Sometimes I wish everyone would get out of my life but then again I dont know how I would get through the school year without her. I'd miss her and wish she'd come back even for a day just to see her face again. Who can't love her dimples and her captivating chocolate brown eyes. Her adorable little face framed by her long brown hair, and the little freckles littered on her face.

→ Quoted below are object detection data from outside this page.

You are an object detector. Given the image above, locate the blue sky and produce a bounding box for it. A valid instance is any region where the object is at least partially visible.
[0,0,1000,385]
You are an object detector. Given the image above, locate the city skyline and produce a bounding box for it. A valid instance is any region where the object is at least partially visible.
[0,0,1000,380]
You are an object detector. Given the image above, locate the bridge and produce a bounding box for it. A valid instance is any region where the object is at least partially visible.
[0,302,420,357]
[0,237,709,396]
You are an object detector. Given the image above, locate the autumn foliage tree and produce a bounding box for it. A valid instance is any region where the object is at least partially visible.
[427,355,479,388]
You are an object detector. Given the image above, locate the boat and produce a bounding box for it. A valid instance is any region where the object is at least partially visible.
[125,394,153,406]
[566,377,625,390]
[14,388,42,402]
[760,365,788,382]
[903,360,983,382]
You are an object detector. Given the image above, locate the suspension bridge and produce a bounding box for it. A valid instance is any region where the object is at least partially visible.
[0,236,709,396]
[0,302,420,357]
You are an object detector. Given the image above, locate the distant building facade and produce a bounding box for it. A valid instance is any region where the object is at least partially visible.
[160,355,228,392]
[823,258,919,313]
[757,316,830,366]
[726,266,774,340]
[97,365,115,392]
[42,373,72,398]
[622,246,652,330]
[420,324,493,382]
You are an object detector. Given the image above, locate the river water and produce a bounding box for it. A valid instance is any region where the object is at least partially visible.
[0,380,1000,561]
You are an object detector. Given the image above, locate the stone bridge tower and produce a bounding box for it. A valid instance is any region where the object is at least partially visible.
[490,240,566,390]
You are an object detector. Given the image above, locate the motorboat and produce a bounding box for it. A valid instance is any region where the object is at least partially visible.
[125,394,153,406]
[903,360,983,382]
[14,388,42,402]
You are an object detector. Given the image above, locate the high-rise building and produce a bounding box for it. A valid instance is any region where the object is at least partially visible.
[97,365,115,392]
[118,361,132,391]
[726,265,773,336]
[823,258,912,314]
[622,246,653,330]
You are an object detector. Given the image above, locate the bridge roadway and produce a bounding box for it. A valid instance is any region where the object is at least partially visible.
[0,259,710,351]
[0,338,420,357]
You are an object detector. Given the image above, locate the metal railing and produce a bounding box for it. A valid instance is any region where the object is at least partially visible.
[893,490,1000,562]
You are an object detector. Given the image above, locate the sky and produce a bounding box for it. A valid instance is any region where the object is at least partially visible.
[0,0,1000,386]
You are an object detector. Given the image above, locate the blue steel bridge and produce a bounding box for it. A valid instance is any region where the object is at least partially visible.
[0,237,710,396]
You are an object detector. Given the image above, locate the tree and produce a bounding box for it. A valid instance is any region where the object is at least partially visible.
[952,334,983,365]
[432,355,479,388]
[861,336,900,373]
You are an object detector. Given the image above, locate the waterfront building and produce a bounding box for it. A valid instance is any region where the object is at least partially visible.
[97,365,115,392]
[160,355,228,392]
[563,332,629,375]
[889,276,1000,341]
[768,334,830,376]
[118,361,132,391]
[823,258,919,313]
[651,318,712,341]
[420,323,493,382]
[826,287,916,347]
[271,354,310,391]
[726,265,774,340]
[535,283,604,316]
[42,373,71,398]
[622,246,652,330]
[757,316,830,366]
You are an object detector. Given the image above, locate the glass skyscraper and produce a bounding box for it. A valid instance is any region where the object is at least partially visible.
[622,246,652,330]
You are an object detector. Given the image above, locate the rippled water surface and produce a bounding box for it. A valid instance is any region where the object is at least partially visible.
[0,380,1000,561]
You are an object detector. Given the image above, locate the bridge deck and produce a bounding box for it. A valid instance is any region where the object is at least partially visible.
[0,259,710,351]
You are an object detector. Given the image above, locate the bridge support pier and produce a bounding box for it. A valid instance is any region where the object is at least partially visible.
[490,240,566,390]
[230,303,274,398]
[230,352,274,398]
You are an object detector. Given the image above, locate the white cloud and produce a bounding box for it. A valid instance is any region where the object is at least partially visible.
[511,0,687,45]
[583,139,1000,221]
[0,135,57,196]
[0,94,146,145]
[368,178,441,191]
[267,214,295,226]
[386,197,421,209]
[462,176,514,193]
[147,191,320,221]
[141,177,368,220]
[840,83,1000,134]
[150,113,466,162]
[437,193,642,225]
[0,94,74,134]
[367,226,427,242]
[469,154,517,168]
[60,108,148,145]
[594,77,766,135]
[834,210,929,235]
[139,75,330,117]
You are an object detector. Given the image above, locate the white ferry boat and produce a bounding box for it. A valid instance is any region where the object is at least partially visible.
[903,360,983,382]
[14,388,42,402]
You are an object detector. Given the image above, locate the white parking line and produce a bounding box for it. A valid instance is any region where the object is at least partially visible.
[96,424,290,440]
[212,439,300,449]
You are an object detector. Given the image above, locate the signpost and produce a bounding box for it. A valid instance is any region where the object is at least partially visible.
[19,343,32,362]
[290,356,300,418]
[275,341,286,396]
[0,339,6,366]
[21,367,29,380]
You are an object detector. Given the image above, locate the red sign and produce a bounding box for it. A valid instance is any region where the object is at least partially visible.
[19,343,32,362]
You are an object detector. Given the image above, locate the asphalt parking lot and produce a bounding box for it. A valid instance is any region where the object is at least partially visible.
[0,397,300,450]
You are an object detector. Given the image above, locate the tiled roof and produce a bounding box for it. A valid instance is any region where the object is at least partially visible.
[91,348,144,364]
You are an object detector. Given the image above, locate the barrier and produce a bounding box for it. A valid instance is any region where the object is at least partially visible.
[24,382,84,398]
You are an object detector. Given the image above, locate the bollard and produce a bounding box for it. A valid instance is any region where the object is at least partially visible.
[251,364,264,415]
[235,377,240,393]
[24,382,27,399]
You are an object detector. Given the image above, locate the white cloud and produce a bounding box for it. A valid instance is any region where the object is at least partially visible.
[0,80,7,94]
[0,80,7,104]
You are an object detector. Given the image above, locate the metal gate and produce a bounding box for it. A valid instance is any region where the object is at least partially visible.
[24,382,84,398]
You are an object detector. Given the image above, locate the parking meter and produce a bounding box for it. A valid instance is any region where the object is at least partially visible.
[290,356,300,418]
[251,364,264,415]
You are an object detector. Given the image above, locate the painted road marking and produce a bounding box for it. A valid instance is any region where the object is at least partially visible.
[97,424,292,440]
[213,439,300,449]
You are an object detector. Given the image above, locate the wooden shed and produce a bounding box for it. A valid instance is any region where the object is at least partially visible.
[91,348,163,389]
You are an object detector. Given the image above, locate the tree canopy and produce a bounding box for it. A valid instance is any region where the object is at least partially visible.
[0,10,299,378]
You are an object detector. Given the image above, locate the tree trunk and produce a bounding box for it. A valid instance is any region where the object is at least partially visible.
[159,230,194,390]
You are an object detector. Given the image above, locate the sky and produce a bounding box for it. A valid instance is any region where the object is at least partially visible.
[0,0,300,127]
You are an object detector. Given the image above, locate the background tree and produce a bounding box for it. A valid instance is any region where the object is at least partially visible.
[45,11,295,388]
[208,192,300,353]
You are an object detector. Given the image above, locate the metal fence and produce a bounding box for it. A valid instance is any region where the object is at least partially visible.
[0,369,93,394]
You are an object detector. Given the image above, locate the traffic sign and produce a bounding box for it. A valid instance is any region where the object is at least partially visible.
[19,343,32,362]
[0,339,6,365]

I sighed as my cat Kookie jumped in my lap and started purring as I pet her. I smiled and kissed her head and looked back out my window gazing at the stars. I wish I could be a star, being able to shine brightly in the dark lighting up the city and being free up in the sky. Having no worries, being care free not worrying about seeing someone.

The moon shines so peferctly in the empty street outside of my house, casting shadows from objects placed around. The limbs on the tall trees swaying lightly from the breeze of the wind. The leaves bristling high in the trees, the air giving a calm setting.

As I start to think about how i should act tomorrow i worry. What if she tries to kidnap me again? No, I wont fall into her trap again. I was so easily fooled by her how could I be so stupid?

These thoughts continued to roll around my mind as it started to suddenly rain heavy. The lightning giving enough of an effect to send me to bed.

A sigh escapes my lips as I carefully pick up Kookie and set her at the end of my bed. I pull back the covers and lay down with the warm comforting sheets welcoming me into a deep sleep.